It is the regular expressions that make SED powerful and efficient. A number of complex tasks can be solved with regular expressions. Any command-line expert knows the power of regular expressions.
Like many other GNU/Linux utilities, SED too supports regular expressions, which are often referred to as as regex. This chapter describes regular expressions in detail. The chapter is divided into three sections: Standard regular expressions, POSIX classes of regular expressions, and Meta characters.
Standard Regular Expressions
Start of line (^)
In regular expressions terminology, the caret(^) symbol matches the start of a line.
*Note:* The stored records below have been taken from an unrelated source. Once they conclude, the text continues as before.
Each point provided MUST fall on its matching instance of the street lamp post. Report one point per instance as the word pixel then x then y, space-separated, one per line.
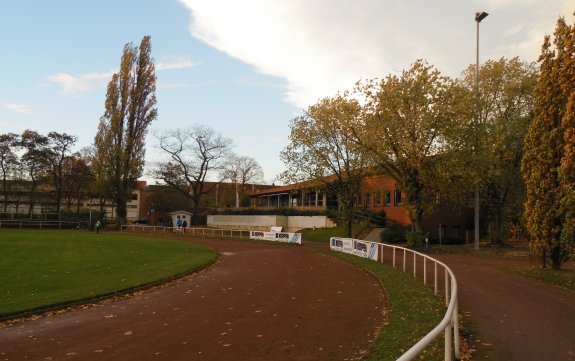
pixel 478 17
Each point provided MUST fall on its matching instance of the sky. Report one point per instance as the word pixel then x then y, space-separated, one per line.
pixel 243 67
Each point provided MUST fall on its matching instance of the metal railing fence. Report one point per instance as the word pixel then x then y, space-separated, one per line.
pixel 41 224
pixel 211 232
pixel 427 269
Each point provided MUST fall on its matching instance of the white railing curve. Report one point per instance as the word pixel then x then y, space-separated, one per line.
pixel 449 325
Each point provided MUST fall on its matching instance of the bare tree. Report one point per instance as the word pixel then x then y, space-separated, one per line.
pixel 60 149
pixel 8 162
pixel 242 170
pixel 35 162
pixel 120 141
pixel 194 154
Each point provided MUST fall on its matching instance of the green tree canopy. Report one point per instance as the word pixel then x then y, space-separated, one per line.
pixel 506 103
pixel 547 166
pixel 413 131
pixel 130 107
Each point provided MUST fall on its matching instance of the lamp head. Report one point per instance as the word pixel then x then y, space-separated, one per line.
pixel 480 16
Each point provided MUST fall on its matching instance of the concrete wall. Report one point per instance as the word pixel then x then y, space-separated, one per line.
pixel 263 223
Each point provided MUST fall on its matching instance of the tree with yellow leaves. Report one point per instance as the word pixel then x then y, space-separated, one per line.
pixel 548 165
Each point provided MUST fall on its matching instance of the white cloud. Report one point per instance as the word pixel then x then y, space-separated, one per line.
pixel 18 108
pixel 176 63
pixel 322 47
pixel 78 84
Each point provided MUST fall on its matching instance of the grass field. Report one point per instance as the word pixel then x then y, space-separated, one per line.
pixel 413 312
pixel 46 268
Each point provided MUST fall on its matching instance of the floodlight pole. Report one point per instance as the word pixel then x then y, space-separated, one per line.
pixel 478 17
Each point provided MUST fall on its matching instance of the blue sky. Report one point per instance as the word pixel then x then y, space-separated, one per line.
pixel 246 67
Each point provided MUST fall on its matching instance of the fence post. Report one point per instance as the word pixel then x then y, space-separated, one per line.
pixel 435 272
pixel 446 289
pixel 448 340
pixel 404 257
pixel 456 330
pixel 425 271
pixel 414 264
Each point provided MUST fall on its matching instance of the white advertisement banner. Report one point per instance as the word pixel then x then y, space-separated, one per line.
pixel 341 244
pixel 366 249
pixel 277 236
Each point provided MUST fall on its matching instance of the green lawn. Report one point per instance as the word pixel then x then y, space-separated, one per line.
pixel 413 311
pixel 45 268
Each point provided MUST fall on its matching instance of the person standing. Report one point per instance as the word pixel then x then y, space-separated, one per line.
pixel 184 225
pixel 98 226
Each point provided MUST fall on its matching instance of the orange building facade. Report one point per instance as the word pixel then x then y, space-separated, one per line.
pixel 377 194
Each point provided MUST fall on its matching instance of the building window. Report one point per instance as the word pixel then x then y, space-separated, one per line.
pixel 319 199
pixel 387 198
pixel 294 200
pixel 397 198
pixel 377 200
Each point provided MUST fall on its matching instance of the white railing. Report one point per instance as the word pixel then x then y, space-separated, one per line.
pixel 41 224
pixel 212 232
pixel 449 325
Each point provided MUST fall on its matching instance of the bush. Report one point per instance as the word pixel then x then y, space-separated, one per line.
pixel 415 239
pixel 393 234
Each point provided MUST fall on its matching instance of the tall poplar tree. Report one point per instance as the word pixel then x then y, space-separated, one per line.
pixel 548 162
pixel 120 141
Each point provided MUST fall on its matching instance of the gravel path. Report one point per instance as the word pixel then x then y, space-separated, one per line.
pixel 259 302
pixel 513 318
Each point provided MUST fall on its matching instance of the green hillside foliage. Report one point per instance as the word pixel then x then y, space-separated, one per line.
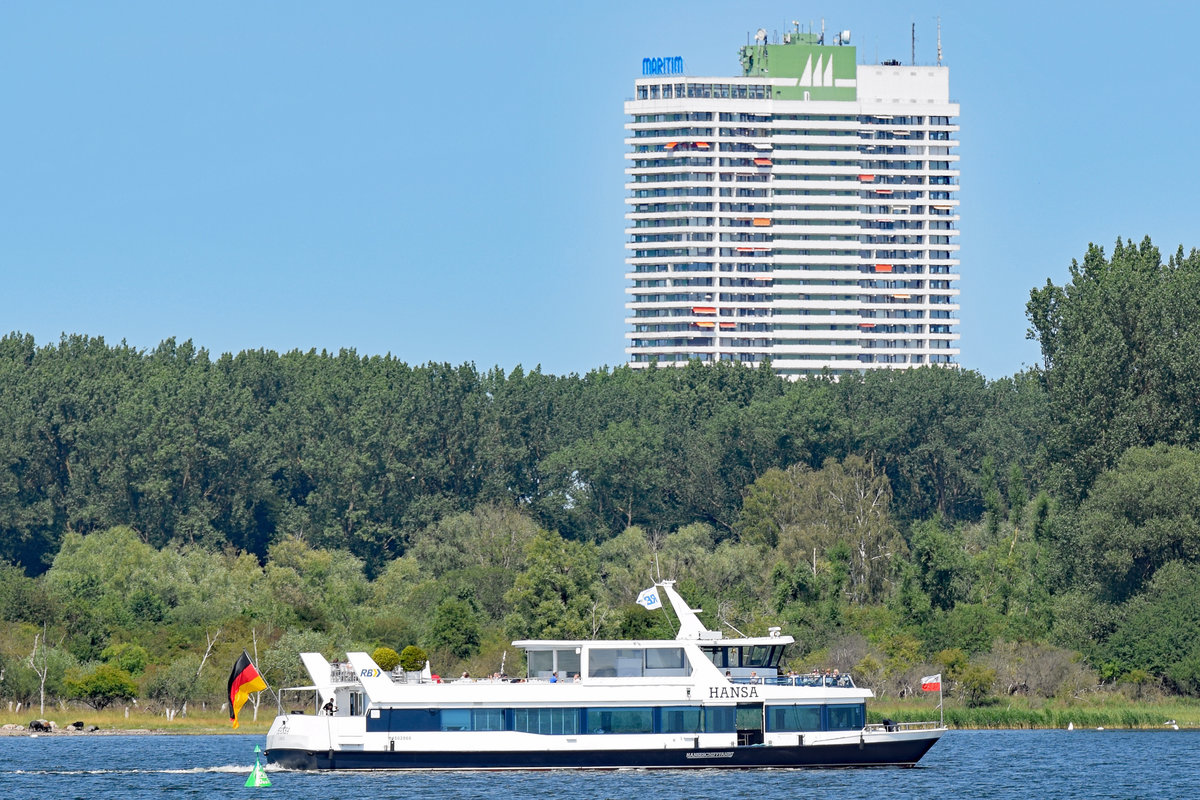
pixel 1035 535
The following example prints all the lines that start with the pattern “The”.
[jerry]$ sed -n '/^The/ p' books.txt
On executing the above code, you get the following result:
The Two Towers, J. R. R. Tolkien The Alchemist, Paulo Coelho The Fellowship of the Ring, J. R. R. Tolkien The Pilgrimage, Paulo Coelho
End of Line ($)
End of line is represented by the dollar($) symbol. The following example prints the lines that end with “Coelho”.
[jerry]$ sed -n '/Coelho$/ p' books.txt
On executing the above code, you get the following result:
The Alchemist, Paulo Coelho The Pilgrimage, Paulo Coelho
Single Character (.)
The Dot(.) matches any single character except the end of line character. The following example prints all three letter words that end with the character “t”.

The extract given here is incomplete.